In Ann Hudson’s The Armillary Sphere, the winner of the 2005 Hollis Summers Poetry Prize gratefully acknowledges the assistance of her teachers and students. The list of her mentors is, indeed, an impressive one:
I wish to thank my teachers, especially Eavan Boland, Rita Dove, Gregory Orr, Jacqueline Osherow, Tom Sellari, Mark Strand, and Charles Wright, for their support and criticism.
I am enormously grateful to Margo Figgins and to the University of Virginia Writers Workshop for showing me what’s possible. Thanks to all of my students there and elsewhere for their insight, good humor, patience, and excellent questions.
The Summers prize is, in itself, an impressive association, and still moreso during a year in which Mary Kinzie, Knopf alumni, is the final judge.
Hudson does them proud in one respect, in particular. She is a poet of fine observational skills. There is the delightfully tactile, almost synaesthetic, quality of an image such as:
...the long avenue
of oh through my throat—
Surely the exercise that can arrive at such an image is tantamount to meditation — total presence in the moment.
All of the observations in question are similarly simple and quiet.
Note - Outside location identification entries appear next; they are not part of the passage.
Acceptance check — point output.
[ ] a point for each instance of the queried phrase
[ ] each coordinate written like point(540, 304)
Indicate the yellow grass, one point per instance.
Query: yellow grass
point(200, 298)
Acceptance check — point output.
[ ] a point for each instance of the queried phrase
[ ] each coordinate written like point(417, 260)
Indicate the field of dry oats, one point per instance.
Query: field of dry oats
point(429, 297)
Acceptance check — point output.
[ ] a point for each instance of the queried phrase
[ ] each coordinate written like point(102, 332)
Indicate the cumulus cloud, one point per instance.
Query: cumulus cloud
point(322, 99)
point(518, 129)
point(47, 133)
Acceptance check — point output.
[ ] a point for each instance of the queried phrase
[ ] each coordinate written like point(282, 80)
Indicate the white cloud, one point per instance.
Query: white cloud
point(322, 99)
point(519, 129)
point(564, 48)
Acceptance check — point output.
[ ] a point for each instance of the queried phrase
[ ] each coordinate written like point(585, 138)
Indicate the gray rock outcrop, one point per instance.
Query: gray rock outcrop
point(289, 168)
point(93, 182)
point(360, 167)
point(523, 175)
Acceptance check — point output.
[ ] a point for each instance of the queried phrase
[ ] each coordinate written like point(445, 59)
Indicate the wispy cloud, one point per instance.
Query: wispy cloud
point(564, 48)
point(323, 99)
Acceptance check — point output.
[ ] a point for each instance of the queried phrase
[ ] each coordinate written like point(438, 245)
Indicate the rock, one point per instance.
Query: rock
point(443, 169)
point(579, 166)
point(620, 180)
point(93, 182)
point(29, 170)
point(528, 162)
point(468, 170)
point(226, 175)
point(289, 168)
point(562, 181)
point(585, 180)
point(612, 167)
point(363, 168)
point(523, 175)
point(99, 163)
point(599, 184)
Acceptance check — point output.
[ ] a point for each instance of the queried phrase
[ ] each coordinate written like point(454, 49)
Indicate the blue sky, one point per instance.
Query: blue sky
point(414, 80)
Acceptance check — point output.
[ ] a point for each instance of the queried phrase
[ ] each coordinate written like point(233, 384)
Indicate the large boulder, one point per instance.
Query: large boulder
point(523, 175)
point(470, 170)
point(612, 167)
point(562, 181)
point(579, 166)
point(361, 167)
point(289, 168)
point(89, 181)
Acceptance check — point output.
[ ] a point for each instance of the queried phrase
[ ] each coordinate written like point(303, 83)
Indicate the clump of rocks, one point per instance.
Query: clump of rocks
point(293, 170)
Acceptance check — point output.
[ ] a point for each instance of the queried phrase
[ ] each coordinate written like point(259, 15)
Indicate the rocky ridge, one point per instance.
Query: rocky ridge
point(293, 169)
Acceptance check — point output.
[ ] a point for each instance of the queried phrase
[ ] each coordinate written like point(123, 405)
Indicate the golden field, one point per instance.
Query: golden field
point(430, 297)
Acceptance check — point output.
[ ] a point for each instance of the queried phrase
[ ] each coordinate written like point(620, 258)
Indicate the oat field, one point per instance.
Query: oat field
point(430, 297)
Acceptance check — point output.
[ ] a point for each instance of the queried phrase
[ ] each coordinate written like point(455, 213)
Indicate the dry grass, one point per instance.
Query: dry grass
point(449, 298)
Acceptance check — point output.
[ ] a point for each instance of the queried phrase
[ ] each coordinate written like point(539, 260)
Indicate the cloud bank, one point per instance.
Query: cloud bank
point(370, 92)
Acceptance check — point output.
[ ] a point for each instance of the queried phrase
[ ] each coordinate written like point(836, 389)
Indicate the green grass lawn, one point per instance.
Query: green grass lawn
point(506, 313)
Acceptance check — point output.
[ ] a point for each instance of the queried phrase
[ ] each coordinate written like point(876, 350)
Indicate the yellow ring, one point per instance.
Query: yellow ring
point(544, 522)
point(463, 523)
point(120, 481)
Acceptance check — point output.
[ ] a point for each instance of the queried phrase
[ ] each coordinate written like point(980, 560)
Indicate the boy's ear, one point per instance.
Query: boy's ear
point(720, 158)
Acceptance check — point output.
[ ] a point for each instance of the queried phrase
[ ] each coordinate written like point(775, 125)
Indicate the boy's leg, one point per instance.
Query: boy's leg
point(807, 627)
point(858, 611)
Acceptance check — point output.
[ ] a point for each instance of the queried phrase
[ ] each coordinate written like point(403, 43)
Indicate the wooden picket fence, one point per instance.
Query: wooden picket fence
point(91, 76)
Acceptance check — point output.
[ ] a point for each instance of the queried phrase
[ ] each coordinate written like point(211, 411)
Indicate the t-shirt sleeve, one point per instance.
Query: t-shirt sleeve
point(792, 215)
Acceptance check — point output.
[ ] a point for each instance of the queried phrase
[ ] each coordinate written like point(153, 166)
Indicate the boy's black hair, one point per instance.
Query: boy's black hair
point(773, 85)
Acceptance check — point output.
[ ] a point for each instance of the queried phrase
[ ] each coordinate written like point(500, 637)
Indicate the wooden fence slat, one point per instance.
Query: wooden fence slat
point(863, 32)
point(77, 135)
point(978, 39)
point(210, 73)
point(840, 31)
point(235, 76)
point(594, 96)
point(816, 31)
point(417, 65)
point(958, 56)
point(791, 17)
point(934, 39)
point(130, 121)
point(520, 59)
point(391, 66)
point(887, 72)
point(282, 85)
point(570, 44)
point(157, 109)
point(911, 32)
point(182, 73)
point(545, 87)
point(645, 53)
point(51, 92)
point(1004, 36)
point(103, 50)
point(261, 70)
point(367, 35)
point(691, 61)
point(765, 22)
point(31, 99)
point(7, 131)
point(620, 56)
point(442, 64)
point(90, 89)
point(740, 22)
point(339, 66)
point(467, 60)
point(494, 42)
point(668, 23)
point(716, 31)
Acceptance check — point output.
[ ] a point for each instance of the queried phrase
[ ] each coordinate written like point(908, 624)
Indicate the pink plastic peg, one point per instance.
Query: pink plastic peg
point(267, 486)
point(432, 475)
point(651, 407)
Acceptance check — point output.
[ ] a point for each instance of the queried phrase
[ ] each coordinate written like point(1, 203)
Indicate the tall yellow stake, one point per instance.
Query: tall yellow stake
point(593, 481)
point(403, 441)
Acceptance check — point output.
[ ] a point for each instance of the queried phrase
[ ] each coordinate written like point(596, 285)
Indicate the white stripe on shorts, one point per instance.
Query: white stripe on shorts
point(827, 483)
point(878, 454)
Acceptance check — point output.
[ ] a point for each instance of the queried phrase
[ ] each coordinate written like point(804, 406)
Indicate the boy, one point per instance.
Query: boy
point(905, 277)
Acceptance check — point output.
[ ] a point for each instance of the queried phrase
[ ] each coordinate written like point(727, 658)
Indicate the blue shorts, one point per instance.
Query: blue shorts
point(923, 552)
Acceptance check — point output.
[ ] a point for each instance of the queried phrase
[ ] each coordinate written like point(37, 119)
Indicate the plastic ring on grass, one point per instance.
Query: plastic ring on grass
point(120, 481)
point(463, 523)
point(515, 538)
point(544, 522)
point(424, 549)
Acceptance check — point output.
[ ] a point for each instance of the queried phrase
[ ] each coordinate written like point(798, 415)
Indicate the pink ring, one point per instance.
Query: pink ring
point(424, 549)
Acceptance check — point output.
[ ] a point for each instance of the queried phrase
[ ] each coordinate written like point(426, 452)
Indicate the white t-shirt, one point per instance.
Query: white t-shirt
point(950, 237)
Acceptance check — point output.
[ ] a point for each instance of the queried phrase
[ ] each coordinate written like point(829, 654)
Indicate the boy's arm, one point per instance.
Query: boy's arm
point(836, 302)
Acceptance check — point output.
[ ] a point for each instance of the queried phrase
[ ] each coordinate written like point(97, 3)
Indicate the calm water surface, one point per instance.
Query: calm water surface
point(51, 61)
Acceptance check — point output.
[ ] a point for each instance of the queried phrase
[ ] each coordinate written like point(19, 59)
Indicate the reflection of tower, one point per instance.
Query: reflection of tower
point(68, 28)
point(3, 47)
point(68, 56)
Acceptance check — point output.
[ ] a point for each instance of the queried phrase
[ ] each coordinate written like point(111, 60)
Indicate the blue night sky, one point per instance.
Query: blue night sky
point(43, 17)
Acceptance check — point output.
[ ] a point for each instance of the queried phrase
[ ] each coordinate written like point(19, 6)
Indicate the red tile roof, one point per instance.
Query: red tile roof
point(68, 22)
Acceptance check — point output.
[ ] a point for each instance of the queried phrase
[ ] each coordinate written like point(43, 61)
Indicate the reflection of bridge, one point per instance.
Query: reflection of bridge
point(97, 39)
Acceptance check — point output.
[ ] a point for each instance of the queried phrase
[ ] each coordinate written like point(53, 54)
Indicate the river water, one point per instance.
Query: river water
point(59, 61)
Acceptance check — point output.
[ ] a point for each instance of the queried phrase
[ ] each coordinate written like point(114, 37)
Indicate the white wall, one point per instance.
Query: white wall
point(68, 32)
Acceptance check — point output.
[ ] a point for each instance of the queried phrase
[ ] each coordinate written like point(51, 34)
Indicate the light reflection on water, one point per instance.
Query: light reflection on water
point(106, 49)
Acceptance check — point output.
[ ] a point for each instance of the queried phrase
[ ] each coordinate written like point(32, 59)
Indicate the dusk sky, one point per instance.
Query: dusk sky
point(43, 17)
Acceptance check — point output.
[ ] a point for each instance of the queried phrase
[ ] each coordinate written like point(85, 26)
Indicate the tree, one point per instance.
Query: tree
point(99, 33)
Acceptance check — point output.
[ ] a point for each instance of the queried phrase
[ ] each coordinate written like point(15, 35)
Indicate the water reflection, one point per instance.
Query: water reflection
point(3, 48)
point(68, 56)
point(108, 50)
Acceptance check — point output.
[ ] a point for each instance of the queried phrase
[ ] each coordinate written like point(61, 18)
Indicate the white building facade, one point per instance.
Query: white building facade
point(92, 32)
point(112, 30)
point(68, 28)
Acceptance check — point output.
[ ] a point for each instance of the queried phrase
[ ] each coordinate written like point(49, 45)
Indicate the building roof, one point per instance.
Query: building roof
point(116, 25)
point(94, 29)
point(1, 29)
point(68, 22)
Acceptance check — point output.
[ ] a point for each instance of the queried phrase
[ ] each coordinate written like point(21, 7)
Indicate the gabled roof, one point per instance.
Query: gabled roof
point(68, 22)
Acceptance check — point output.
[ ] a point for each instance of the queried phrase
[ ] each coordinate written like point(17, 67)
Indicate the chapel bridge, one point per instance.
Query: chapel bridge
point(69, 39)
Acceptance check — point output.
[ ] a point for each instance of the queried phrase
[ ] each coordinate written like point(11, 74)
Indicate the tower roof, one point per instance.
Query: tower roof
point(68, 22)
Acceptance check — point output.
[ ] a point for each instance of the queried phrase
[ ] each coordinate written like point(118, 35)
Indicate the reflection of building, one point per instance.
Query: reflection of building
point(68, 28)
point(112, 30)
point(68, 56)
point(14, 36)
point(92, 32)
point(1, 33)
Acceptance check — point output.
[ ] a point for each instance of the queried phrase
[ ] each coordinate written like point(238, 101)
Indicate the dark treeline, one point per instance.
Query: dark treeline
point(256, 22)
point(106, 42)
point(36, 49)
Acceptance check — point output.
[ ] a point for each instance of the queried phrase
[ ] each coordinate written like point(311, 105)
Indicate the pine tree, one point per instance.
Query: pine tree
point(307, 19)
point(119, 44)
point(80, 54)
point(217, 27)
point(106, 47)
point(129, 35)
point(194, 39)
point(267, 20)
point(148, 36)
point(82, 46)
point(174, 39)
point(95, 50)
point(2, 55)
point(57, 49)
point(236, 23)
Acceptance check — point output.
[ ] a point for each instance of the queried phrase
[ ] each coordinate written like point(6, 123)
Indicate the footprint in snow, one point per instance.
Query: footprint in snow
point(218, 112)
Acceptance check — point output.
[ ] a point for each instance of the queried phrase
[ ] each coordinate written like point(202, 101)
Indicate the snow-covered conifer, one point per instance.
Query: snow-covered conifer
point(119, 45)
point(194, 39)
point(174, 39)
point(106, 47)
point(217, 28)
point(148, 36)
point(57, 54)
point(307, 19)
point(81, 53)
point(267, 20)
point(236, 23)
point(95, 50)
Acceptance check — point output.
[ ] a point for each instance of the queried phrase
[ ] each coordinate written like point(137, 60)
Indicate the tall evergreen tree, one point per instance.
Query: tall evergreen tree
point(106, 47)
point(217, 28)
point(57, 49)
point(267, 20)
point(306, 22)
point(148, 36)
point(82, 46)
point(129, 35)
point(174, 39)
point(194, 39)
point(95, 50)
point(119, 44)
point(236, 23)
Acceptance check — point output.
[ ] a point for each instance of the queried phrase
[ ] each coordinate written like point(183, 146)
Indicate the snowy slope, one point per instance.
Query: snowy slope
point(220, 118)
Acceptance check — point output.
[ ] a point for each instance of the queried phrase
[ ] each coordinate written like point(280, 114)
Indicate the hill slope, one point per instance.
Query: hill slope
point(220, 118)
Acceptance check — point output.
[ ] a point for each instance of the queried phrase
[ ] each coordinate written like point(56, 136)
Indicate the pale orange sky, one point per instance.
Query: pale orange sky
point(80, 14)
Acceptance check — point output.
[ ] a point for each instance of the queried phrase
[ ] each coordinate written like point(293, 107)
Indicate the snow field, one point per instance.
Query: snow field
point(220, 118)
In the poem "At the Window":
Rain beads the screens, clogs
the tiny metal mesh.
In such instances as this, we all are likely to have noticed the phenomenon and even to have described it to ourselves in much the same terms. The reader, however, can not help but be impressed with a life in which such details have a meaningful place in the landscape of daily experience. It is tempting to think that this is what separates a true poet from a pedestrian.
Not all of the images that fit our description are observed in isolation from a world of dreck and clutter. In the poem "At the Window" the wind sweeps the familiar world before it:
dragging its nets through the streets,
trawling for its usual and plentiful treasures
crushed Styrofoam cups, torn newspapers,
lost gloves, a blizzard of fast food napkins.
Ms. Hudson does not fall into the trap of a garden-variety romanticism. All of the quiet events of our world—including the unattractive—are of unusual interest to her. She is almost unerring in her selection and precision.
But, strange though it may seem, the poems in which these fine observations appear are not the better poems in The Armillary Sphere. It is as if the price of the image were a frame of mind inhospitable to a fully successful complete poem.
The poem "Work"—probably the best in the volume—is filled with the sophomoric bump and grind of a classroom of students. The "Ode to Julia Child" may be an ode in small but its success is the result of balancing at the edge of satire where the meticulous rarely finds a place. "The Daughters of Chemical Engineers Understand Chaos" is an unabashed lyric a la mode. These poems try to do less and fully succeed.
As is generally the case in first books, Hudson has picked up a few bad habits that are in vogue just now. The thematic-ABA-for-ABA’s-sake is prominent in The Armillary Sphere. "First Day of Spring" is exemplary in this regard. The poem begins with the images of the wind quoted, in part, above. The poet next drives her car into an automated carwash and the reader sees it through her eyes as a little girl. Emerging from the car wash, she is back in the wind and crumbling landscape.
Should the reader not find the poem satisfying there is a simple manner of inquiry as to why. The thematic ABA here might be expressed as "wind > car wash > wind". How, it may be asked, would the poem be materially altered if the progression had been "rain > ice cream shop > rain"? It is difficult to believe that it would be at all. The inference that something "inexpressible in linear terms" is at work here has little to support it and cannot save the poem.
Equally problematical, Ms. Hudson has adopted the nearly universal mannerism, in contemporary American poets, of letting poems wistfully trail off at the end — similarly inferring that something "inexpressible in rational terms" has been said. This trope is so common nowadays, and so difficult to succeed at, that it can only be considered a decidedly bad habit. The vast majority of poets who succumb to it sound, at best, like they are giving a tarot card reading.
In short, Ann Hudson excels at description. Her images are highly sensitive and precise miniatures. It is this marked talent that recommends The Armillary Sphere. As for the more problematical aspects of the volume, it may be said that, at this point, she is understandably too dutiful toward the teachers she so admires. In respect of her talents, there is presumably a great deal to be gained by discovering where it is she (respectfully) parts from them.